Mobile app risk management solutions provider Appthority has analyzed 400 of the most popular free and paid applications for Android and iOS devices and presented the results in a report released on Monday.
The risky behaviors identified by the company are related to the type of data that’s collected, and where the data is going, not outright malware risks. According to Appthority’s App Reputation Report for the summer of 2014, most apps collect information on the user’s location, they access the address book and the calendar, they identify the user based on the device’s IMEI or UDID, and they’re capable of performing in-app purchases. The collected data can go to ad networks, social networks, third-party analytic frameworks, third-party crash reporting SDKs, and public cloud file storage providers.
According to the study, 99% of the most popular free Android and iOS apps exhibit at least one type of behavior that poses a security or privacy threat to organizations. When it comes to paid software, a lower percentage of apps have at least one of the top ten risky behaviors identified by Appthority, but the difference is small (78% for Android and 87% for iOS), with location tracking named the biggest disparity between free and paid applications.
iOS has been considered by many to be a more secure mobile operating system compared to Android, especially when it comes to malware. In fact, according to F-Secure’s Q1 2014 Mobile Threat Report, more than 99 percent of new mobile threats discovered by the security firm in the first quarter of 2014 targeted Android users.
However, Appthority’s study, in which 100 apps of each category (iOS paid/free and Android paid/free) were tested, shows that 93% of free and paid iOS applications exhibit at least one risky behavior, whereas only 89% of Android apps pose such a threat to enterprises.
By conducting static, dynamic, and behavioral analysis of the top free apps, Appthority determined that 82% of Android and 50% of iOS applications allow location tracking. When it comes to sharing data with ad networks, 71% of free Android apps do it, which represents a 13% increase compared to earlier this year.
In-app purchases can be problematic. In fact, the European Commission recently insisted that Apple and Google stop labeling applications that include this feature as “free apps.” Currently, 58% of the top free Android apps and 55% of the top free iOS apps enable in-app purchases.
Another challenge for enterprises is that the applications used by their employees come from a large number of developers. In the past, before the bring-your-own-device (BYOD) and bring-your-own-apps (BYOA) trends changed the landscape, organizations only had to deal with a handful of developers, which enabled easy whitelisting.
“As enterprises navigate how best to leverage the power of ‘mobile’ they have to confront the fact that user data and corporate data live side-by-side on mobile devices. Many mobile apps collect and share sensitive personal and corporate data without the user even being aware,” commented Domingo Guerra, president and co-founder of Appthority. “The first step toward mitigating this risk is to have full visibility into what risky behaviors are hidden in mobile apps, so that you can design acceptable use policies that protect your organization.”

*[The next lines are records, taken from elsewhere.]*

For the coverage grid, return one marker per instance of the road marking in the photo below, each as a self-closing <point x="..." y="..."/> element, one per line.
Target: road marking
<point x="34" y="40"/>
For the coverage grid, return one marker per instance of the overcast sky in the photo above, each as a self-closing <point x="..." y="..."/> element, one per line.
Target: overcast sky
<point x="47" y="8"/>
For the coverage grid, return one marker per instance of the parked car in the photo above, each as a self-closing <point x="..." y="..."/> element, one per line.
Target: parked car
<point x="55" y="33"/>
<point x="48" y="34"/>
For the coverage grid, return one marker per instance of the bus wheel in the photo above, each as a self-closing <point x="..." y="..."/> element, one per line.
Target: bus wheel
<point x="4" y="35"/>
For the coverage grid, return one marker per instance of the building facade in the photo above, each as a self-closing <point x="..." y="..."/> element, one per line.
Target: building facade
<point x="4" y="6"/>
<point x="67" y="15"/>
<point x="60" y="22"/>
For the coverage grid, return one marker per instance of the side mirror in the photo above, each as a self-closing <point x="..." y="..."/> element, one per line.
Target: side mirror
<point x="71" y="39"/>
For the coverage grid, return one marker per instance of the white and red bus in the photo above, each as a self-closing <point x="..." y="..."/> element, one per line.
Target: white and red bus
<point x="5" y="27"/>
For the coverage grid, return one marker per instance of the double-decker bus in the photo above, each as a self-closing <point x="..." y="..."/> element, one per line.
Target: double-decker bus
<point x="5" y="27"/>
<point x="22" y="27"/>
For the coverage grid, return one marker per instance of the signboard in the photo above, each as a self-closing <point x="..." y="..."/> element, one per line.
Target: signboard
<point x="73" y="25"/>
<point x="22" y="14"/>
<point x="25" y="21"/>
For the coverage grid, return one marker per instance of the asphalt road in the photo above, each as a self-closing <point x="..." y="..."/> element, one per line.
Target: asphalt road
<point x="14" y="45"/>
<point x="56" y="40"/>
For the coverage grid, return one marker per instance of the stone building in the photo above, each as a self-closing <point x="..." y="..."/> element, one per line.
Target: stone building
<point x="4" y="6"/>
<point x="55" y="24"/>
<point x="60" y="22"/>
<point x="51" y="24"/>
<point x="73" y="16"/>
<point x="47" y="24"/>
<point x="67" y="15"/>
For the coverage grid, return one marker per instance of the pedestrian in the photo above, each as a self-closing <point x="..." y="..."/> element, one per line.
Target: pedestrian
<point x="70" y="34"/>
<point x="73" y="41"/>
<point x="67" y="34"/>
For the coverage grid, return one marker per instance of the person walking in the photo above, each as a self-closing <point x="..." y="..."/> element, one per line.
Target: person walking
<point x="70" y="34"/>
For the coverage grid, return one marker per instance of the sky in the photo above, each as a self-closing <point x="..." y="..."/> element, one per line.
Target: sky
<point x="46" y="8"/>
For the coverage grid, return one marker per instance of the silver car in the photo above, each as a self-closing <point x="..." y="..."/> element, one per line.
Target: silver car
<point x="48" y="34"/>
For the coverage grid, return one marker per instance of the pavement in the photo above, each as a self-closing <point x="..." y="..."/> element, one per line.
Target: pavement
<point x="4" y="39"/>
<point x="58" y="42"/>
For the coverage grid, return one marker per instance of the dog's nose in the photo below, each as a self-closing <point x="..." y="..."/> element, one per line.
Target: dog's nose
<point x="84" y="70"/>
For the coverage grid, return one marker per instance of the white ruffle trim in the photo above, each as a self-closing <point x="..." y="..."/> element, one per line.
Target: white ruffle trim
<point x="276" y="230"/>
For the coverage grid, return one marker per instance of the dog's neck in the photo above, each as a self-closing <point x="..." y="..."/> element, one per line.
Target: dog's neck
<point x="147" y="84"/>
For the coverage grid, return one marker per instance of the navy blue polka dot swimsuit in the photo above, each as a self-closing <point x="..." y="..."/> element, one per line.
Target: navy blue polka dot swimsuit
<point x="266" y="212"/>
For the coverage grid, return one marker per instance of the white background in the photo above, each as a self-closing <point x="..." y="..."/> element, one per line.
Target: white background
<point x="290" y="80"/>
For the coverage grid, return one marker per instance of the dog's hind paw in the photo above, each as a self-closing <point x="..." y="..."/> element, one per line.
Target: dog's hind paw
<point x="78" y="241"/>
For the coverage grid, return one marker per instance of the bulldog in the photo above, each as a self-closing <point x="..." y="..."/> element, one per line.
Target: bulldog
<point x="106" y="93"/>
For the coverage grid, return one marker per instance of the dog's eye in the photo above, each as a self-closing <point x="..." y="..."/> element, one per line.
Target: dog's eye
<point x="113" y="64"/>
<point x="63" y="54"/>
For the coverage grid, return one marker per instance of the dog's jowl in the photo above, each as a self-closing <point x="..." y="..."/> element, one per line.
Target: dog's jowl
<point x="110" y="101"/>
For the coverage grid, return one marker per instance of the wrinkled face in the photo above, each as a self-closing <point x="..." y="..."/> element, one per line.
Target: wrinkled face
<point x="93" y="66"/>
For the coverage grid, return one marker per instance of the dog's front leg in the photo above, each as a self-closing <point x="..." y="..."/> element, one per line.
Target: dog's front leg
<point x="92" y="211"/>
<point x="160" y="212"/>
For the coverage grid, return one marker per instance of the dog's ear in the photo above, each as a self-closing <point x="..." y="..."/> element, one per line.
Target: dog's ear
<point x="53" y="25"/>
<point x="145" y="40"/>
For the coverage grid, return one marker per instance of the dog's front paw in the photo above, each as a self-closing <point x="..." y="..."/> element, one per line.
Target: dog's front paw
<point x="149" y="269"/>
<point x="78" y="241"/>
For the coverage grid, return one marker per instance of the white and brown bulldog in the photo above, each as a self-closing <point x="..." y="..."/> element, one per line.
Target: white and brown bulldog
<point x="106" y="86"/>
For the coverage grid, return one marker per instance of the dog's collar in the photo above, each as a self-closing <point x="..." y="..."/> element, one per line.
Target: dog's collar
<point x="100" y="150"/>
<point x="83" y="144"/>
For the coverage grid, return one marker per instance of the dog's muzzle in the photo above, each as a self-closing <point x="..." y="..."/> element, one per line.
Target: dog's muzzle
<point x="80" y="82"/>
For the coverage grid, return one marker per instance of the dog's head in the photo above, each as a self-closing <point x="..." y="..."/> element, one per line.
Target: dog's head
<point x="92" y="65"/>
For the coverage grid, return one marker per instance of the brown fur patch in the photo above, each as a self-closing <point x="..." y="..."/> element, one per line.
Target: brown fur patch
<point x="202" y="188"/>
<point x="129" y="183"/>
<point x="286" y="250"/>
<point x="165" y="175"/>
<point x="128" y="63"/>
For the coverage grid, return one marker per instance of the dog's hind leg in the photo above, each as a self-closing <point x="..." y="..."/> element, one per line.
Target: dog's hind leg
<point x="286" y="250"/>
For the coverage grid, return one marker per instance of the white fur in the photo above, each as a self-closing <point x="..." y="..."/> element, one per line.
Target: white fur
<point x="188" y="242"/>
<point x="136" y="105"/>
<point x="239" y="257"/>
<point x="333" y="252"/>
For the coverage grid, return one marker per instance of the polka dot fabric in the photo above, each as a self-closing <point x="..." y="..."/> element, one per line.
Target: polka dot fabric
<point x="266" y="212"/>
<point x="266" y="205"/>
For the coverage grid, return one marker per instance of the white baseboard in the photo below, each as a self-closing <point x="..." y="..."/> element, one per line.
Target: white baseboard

Last summer, researchers from Bitdefender unveiled research that also found iOS apps to be just as invasive and curious about user data as Android apps are. It its study, BitDefender analyzed more than 522,000 apps and focused on the “intrusive behaviors” the app developer may have included in the product, such as tracking location, reading contact lists, and leaking your email address or device ID.
The complete 2014 App Reputation Report from Appthority is available for download in PDF format.